I concurred with the adoption of the judgment delivered in this case, which declared
that the facts that were subject to the temporal and material jurisdiction of the InterAmerican Court violated human rights. Nevertheless, I consider it pertinent to make some
additional observations on the principal fact sub judice, the forced disappearance of Mr.
Portugal. This is the fact to which the Court paid most attention, because another extremely
serious fact – the deprivation of life by extrajudicial execution – was outside its jurisdiction
ratione temporis, taking into account the date on which it probably occurred and the date on
which the State accepted the Court’s compulsory jurisdiction.
2.
The frequency and relevance of the cases of forced disappearance submitted to the
Court’s consideration should be emphasized once again. The Court commenced the exercise of
its contentious jurisdiction several decades ago by hearing such cases. At that time, the 1994
Inter-American Convention on Forced Disappearance of Persons did not exist (nor did the
Inter-American Convention to Prevent and Punish Torture). Consequently, the Court had to
elaborate its own concepts in this regard, which would pave the way to the subsequent
thinking within the inter-American human rights system. The development of these concepts
by the Court in unique decisions – particularly, the well-respected judgment in the Velásquez
Rodríguez (Honduras) case – established the continuing (or continuous) nature of this
violation, involving multiple offenses, and this has had significant consequences for the
jurisdictional exercise.
3.
In these pioneering decisions, widely-known and often cited in America and in Europe,
the Court expressed its most energetic condemnation of the forced disappearances that State
agents – organized by “high spheres of power” or acting on their own initiative – have used to
repress groups or individuals they classify as enemies of the established order and, therefore,
targets of extraordinarily serious acts and omissions.
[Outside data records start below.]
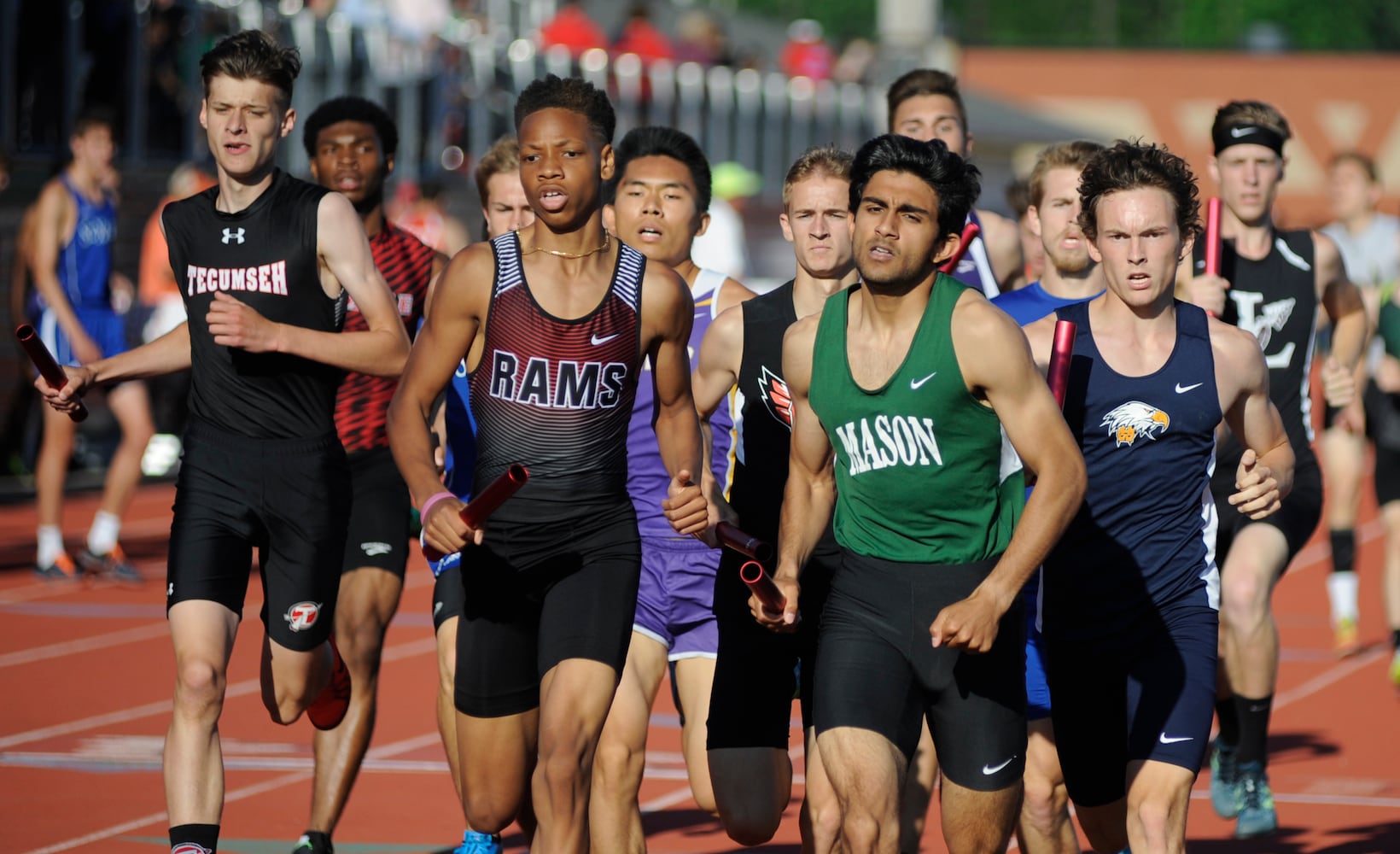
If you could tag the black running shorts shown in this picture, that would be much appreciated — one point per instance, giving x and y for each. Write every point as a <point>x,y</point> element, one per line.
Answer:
<point>877,670</point>
<point>290,499</point>
<point>1148,696</point>
<point>759,670</point>
<point>540,594</point>
<point>380,514</point>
This is just one more example of a
deplorable manifestation of certain concepts of public reaction against “enemies” selected by
the political powers for intimidation and punishment.
4.
In view of the fact that, nowadays, we have an inter-American instrument on forced
disappearance (in contrast to before 1994), we can and must use the definition that this
document provides. It includes the generally-recognized elements of this unlawful conduct.
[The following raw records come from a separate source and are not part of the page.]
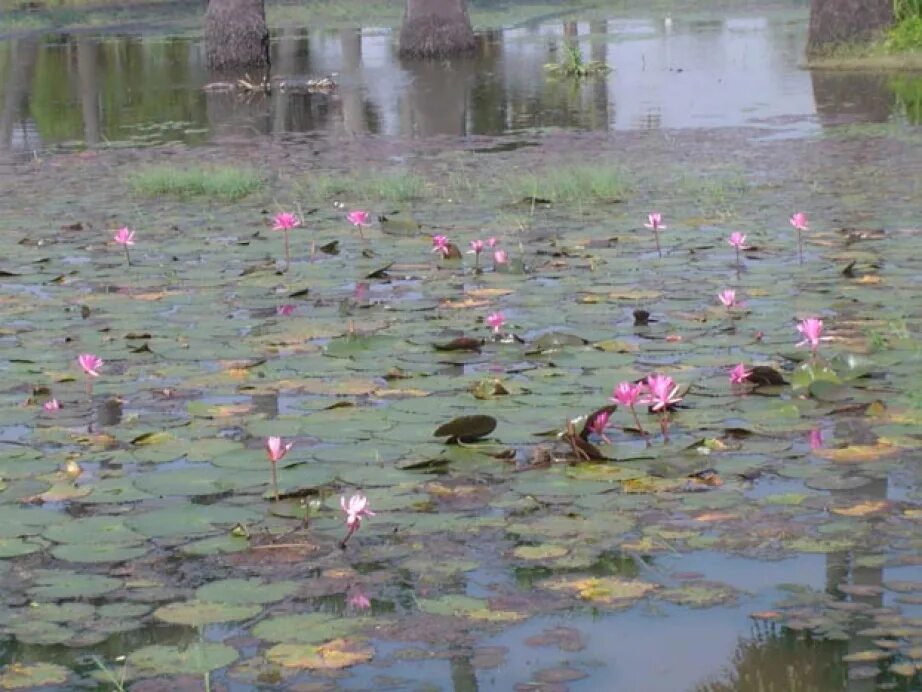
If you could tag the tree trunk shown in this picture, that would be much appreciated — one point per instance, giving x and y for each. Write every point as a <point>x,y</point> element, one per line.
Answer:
<point>834,22</point>
<point>236,35</point>
<point>436,28</point>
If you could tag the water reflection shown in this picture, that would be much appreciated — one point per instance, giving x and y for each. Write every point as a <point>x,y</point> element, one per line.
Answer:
<point>713,72</point>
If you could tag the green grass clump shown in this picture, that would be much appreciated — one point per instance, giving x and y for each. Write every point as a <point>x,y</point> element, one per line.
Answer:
<point>396,186</point>
<point>227,183</point>
<point>905,36</point>
<point>574,183</point>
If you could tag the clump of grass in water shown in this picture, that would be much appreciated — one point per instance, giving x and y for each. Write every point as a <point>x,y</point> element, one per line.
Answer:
<point>576,183</point>
<point>573,65</point>
<point>366,185</point>
<point>221,182</point>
Let us recall the words of Article II: “For the purposes of this Convention, forced
disappearance is considered to be the act of depriving a person or persons of his or their
freedom, in whatever way, perpetrated by agents of the state or by persons or groups of
persons acting with the authorization, support, or acquiescence of the State, followed by an
absence of information or a refusal to acknowledge that deprivation of freedom or to give
information on the whereabouts of that person, thereby impeding his or her recourse to the
applicable legal remedies and procedural guarantees.”
5.
I am not forgetting that this precept starts out by stating: “For the purposes of this
Convention” (which was also directly applied by the Court in the case which occupies my
attention at this time), and I will not take into account the possibility – which has not been
referred to and examined – that there could be another concept of forced disappearance for
different purposes than those of the 1994 Convention and, in brief, of the inter-American
corpus juris in accordance with which the Court exercises its material jurisdiction. Evidently, I
am not saying that it is impossible or undesirable to reformulate this definition. I am merely
noting that, currently, the Inter-American Court’s examination of cases is based on it, and this
is how the Court interprets the American Convention on Human Rights itself, when pertinent.